= Edgeworth price cycle =

Financial market model

An Edgeworth price cycle is cyclical pattern in prices characterized by an initial jump, which is then followed by a slower decline back towards the initial level. The term was introduced by Maskin and Tirole (1988) in a theoretical setting featuring two firms bidding sequentially and where the winner captures the full market.

== Phases of a price cycle ==

A price cycle has the following phases:
- War of attrition: When the price is at marginal cost, the firms are engaged in a war of attrition where each firm hopes that the competitor will raise her price first ("relent").
- Jump: When one firm relents, the other firm will then in the next period undercut, which is when the market price jumps. This first period is the most valuable to be the low-price firm, which is what causes firms to want to stay in the war of attrition to force the competitor to jump first.
- Undercutting: then follows a sequence where the firms take turns at undercutting each other until the market arrives back in the war of attrition at the low price.

== Discussion ==

It can be debated whether Edgeworth Cycles should be thought of as tacit collusion because it is a Markov Perfect equilibrium, but Maskin and Tirole write: "Thus our model can be viewed as a theory of tacit collusion." (p. 592).

Edgeworth cycles have been reported in gasoline markets in many countries. Edelman and Ostrovsky (2007) and Zhang and Feng (2011) also demonstrate such price cycles in the setting of search-engine advertising auctions.

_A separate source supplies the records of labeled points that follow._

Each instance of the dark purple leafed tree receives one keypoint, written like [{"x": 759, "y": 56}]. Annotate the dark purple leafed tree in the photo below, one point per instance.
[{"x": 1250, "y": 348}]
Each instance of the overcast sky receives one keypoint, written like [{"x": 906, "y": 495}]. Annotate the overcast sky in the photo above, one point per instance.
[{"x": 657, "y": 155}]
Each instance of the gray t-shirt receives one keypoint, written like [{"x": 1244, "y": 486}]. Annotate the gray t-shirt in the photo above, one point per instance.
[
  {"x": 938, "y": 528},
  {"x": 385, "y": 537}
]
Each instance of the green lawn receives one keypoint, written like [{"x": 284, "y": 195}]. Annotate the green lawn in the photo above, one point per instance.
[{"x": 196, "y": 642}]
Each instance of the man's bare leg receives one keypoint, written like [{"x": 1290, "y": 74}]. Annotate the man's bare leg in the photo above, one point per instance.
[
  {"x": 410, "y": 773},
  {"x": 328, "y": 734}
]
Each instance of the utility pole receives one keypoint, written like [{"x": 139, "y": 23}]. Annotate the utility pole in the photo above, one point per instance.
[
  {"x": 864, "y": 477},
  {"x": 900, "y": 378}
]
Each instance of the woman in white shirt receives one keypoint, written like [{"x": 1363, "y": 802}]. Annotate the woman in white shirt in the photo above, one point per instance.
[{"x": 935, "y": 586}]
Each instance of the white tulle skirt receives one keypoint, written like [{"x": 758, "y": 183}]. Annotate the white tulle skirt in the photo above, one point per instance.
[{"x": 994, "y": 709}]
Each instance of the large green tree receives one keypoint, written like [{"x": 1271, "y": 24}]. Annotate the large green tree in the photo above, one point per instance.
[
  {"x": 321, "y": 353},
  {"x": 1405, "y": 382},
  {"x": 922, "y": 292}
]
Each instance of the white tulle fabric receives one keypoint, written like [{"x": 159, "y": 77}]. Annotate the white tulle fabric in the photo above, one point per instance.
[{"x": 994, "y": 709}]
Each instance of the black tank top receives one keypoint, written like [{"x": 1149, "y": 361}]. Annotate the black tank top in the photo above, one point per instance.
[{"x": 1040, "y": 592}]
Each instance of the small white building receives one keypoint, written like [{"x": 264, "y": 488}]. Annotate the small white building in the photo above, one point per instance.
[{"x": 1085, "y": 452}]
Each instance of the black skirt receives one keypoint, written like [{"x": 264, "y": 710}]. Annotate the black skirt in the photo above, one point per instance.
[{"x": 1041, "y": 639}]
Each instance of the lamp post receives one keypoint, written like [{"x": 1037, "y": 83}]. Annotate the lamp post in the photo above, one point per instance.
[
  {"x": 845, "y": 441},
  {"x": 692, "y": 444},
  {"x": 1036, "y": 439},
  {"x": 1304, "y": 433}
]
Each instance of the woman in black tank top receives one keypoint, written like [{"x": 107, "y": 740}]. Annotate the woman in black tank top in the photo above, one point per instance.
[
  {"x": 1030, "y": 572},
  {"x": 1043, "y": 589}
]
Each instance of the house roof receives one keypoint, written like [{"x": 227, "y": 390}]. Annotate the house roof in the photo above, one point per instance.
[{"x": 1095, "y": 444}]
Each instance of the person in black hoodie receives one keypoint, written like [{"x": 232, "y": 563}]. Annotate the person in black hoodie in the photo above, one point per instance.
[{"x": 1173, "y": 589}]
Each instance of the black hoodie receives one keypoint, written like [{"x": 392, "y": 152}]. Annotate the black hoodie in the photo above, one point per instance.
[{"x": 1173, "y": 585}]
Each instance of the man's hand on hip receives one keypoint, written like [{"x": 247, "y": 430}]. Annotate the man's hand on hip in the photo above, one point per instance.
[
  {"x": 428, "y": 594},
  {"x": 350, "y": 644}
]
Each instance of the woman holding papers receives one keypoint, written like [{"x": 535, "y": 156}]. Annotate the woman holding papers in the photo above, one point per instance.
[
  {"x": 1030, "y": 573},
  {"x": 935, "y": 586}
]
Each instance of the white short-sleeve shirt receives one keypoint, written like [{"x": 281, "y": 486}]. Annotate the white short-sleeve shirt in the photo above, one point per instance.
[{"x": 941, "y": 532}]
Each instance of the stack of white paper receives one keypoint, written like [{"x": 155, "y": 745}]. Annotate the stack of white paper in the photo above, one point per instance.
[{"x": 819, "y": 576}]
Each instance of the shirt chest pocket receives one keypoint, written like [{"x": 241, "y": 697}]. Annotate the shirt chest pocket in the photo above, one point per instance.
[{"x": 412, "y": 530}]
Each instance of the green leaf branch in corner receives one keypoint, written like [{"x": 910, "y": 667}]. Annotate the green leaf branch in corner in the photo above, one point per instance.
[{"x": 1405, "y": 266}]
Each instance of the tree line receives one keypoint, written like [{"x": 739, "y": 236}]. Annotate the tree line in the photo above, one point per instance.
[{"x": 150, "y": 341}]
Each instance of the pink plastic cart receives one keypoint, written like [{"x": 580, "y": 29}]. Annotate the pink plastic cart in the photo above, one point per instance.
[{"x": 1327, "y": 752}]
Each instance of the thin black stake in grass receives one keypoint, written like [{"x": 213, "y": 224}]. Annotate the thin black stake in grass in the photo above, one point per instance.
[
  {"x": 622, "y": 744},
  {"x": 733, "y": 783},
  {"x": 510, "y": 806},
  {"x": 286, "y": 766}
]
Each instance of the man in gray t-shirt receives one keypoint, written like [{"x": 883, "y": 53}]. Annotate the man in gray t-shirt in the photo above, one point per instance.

Because the cycles tend to occur frequently, weekly average prices found in government reports will generally mask the cycling. Wang (2012) emphasizes the role of price commitment in facilitating price cycles: without price commitment, the dynamic game becomes one of simultaneous move and here, the cycles are no longer a Markov Perfect equilibrium but rely on, e.g., supergame arguments.

Edgeworth cycles are distinguished from both sticky pricing and cost-based pricing. Sticky prices are typically found in markets with less aggressive price competition, so there are fewer or no cycles. Purely cost-based pricing occurs when retailers mark up from wholesale costs, so costs follow wholesale variations closely.

== Alternative models of price cycles ==

There is a separate literature, which has explored conditions under which price cycles like the ones observed gasoline markets and found that consumer search models can rationalize cycling under various conditions. Here, the intuition is that there is a small subset of consumers that are not informed about prices and therefore will buy from a firm regardless of the price charged. Once prices get low enough, a firm may find it optimal to charge a high price and exploit this small loyal segment rather than trying to win the whole market.